Merauke, Jurnal Selatan Papua — Sebanyak 12.750 kilogram buah dan sayuran yang ditemukan dalam kondisi rusak dimusnahkan oleh petugas Balai Karantina Hewan Ikan dan Tumbuhan (BKKHIT) Papua Selatan dengan cara dibakar di fasilitas incinerator pada Kamis (3/7/2025).

Pemusnahan ini dilakukan untuk mencegah risiko penyebaran Organisme Pengganggu Tumbuhan Karantina (OPTK) di wilayah Papua Selatan.

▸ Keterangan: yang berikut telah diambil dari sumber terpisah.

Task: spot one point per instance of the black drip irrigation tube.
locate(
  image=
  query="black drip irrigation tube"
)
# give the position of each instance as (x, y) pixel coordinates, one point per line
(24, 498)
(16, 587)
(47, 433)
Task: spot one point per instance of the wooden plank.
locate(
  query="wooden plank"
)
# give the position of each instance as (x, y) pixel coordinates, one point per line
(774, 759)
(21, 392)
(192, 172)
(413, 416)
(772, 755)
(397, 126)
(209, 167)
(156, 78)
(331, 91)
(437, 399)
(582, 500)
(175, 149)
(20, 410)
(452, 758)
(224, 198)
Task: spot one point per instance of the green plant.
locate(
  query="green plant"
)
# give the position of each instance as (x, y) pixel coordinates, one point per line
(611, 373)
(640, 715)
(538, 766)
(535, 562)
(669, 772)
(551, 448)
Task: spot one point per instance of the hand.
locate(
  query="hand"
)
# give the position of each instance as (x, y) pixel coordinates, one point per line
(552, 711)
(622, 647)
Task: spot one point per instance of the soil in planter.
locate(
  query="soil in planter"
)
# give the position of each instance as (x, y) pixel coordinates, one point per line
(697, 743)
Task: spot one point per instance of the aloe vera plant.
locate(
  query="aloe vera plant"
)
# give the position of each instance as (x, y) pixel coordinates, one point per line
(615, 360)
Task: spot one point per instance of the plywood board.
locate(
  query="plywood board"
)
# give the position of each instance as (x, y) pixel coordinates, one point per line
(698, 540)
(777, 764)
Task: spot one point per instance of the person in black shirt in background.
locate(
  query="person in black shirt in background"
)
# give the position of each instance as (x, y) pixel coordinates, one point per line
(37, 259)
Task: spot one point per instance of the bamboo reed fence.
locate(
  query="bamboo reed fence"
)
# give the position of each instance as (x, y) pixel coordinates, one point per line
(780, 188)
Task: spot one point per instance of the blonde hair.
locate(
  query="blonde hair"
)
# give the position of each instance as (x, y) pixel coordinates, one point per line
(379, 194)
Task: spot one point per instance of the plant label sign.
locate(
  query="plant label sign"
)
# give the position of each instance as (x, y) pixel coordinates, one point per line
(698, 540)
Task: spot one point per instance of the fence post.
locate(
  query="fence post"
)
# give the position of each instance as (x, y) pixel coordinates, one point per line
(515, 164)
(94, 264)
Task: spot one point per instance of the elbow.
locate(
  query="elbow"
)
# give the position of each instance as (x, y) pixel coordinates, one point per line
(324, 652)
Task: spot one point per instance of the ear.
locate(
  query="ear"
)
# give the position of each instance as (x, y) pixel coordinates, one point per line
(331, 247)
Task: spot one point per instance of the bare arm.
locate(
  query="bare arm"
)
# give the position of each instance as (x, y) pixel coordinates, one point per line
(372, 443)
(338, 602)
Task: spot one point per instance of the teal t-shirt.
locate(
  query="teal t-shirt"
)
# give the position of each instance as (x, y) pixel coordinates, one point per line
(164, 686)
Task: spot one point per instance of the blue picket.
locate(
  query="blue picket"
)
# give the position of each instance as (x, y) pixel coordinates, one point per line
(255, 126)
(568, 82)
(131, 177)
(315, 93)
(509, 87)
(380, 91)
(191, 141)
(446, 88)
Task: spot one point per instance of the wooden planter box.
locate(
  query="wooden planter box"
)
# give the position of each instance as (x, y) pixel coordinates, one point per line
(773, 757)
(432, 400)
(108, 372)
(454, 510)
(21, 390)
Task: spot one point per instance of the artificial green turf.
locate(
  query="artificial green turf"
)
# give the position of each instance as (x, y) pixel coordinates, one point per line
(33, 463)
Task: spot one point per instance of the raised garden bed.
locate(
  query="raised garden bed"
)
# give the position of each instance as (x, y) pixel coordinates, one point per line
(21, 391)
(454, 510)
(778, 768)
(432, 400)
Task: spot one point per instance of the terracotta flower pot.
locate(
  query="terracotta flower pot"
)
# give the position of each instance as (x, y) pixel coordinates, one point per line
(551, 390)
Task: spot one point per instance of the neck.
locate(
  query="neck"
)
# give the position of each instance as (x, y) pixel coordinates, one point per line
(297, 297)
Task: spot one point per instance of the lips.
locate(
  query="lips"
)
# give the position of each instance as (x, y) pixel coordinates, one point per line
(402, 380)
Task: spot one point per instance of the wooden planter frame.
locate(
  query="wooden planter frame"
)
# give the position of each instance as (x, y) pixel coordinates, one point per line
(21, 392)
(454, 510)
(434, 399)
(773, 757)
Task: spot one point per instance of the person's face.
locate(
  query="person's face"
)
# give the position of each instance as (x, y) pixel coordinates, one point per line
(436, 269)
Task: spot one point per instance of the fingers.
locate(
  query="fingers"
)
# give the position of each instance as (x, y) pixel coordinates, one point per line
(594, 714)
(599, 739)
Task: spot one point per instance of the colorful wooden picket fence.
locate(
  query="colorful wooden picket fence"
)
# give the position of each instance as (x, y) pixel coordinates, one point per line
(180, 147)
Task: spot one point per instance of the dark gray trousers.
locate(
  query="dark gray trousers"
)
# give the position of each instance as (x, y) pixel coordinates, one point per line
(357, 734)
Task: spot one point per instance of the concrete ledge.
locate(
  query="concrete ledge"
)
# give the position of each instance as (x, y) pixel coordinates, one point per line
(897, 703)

Kegiatan pemusnahan tersebut merupakan tindak lanjut dari hasil pengawasan lalulintas Media Pembawa Hama Penyakit Hewan Karantina (MP HPHK) dan OPTK yang dilakukan Pejabat Karantina BKHIT Papua Selatan pada Rabu, 2 Juli 2025, di area Pelabuhan Laut Yos Sudarso, Merauke.

Pejabat karantina menerima laporan dari pihak ekspedisi PT. Jamarindo Sapta Perkasa terkait kontainer bernomor JAMU2032129 yang baru tiba dari Surabaya. Kontainer tersebut mengangkut buah dan sayuran yang disinyalir dalam kondisi rusak.

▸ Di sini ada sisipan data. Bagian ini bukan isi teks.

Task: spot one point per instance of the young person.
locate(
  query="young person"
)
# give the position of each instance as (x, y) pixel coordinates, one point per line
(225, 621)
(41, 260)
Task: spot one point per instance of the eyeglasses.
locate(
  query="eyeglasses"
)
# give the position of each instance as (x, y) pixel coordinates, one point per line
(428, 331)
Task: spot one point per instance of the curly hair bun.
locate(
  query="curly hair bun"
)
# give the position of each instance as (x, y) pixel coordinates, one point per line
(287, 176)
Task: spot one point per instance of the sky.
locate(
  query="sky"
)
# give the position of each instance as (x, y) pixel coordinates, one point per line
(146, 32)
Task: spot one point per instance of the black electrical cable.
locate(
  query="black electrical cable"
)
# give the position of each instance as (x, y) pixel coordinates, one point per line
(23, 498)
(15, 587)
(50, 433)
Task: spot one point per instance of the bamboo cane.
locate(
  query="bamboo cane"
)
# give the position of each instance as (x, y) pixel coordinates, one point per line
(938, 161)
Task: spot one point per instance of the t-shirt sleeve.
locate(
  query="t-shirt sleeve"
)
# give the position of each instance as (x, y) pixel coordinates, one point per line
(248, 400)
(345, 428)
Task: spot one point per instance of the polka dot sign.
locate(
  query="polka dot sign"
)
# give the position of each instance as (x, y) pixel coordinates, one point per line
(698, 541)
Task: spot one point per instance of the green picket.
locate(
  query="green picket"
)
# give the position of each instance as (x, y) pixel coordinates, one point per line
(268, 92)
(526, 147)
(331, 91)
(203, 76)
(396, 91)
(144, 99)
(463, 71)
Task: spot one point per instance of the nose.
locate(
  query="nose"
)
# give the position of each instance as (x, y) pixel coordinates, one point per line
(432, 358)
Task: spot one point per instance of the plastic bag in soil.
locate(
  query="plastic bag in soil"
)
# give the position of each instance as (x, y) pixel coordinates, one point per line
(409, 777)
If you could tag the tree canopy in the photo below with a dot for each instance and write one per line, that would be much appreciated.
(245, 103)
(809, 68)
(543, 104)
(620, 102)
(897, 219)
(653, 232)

“Proses pemusnahan ini berawal dari laporan yang kami terima saat pengawasan rutin di pelabuhan. Setelah dicek langsung, kami mendapati isi kontainer telah rusak, berjamur, dan mengeluarkan bau menyengat,” ungkap Abdul Rasyid, ketua tim kerja karantina BKHIT Papua Selatan, saat diwawancarai, Kamis (3/7/2025).

Hasil pemeriksaan menunjukkan bahwa meskipun komoditas tersebut dilengkapi dokumen karantina dari daerah asal (Nomor 2025-13.0-3504.1-K.T.3-011156 tanggal 14 Juni 2025), namun kondisi fisiknya sudah tidak layak konsumsi saat tiba di Merauke pada 1 Juli 2025 menggunakan kapal MV. Kisik Mas.

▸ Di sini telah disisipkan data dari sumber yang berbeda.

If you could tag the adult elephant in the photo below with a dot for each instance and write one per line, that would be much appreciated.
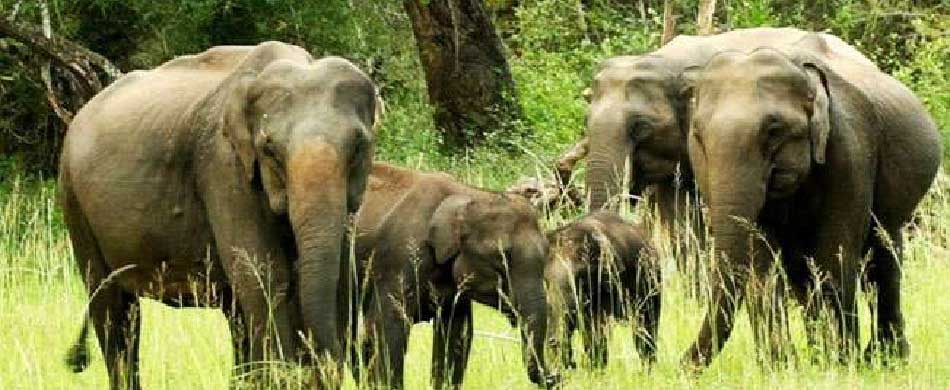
(427, 248)
(637, 119)
(828, 160)
(230, 171)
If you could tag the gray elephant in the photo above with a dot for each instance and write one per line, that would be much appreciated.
(600, 266)
(222, 178)
(827, 158)
(637, 121)
(427, 247)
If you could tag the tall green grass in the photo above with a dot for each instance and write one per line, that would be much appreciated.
(42, 302)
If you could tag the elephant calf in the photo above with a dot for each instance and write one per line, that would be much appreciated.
(601, 266)
(426, 247)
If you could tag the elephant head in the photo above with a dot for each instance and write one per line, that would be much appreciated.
(496, 253)
(761, 122)
(635, 126)
(303, 131)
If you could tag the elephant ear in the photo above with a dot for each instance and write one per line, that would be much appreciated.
(235, 122)
(820, 121)
(379, 111)
(446, 228)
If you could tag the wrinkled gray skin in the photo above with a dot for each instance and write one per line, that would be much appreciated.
(819, 153)
(637, 119)
(600, 267)
(432, 246)
(208, 173)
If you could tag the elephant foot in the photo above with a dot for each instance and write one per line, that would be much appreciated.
(78, 357)
(888, 353)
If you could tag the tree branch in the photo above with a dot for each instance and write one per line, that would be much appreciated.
(81, 62)
(87, 71)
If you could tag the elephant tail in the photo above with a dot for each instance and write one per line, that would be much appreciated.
(78, 356)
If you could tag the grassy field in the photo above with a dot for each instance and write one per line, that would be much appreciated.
(42, 302)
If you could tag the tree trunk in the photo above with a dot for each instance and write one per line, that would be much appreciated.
(469, 82)
(705, 17)
(669, 23)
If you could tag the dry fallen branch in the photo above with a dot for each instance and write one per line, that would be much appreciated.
(87, 72)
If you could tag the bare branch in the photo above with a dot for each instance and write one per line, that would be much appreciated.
(669, 23)
(705, 17)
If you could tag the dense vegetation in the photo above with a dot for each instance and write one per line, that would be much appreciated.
(552, 45)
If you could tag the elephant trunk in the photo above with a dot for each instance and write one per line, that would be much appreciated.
(317, 207)
(526, 282)
(532, 309)
(609, 160)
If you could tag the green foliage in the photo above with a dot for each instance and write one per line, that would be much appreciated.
(553, 45)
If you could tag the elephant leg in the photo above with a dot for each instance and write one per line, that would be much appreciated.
(116, 318)
(769, 319)
(389, 333)
(839, 296)
(884, 273)
(239, 338)
(766, 304)
(594, 332)
(564, 346)
(260, 280)
(719, 321)
(677, 211)
(451, 344)
(114, 314)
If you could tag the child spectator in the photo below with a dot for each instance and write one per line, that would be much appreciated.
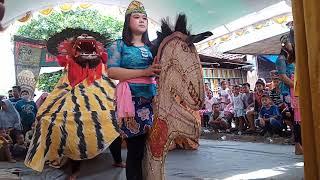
(277, 98)
(19, 150)
(29, 134)
(5, 144)
(27, 110)
(269, 117)
(9, 118)
(252, 113)
(238, 108)
(217, 119)
(224, 94)
(16, 93)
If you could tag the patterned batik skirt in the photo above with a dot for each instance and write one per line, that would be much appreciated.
(73, 122)
(142, 122)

“Buah dan sayur ini sebenarnya sudah dilengkapi dokumen dari asal, namun karena sudah tidak layak dan untuk mencegah potensi penyebaran hama penyakit, maka kami memutuskan untuk memusnahkannya,” tambah Abdul Rasyid.

Adapun rincian isi kontainer yang dimusnahkan adalah sebagai berikut:

Sayuran kubis: 3.000 kilogram

Buah apel: 3.900 kilogram

Buah pir: 2.250 kilogram

Buah anggur: 1.600 kilogram

Buah jeruk: 2.000 kilogram

Sementara itu, pemilik barang, Sugianto, menjelaskan bahwa kerusakan terjadi akibat gangguan sistem pendingin (reefer) selama perjalanan laut dari Surabaya ke Merauke.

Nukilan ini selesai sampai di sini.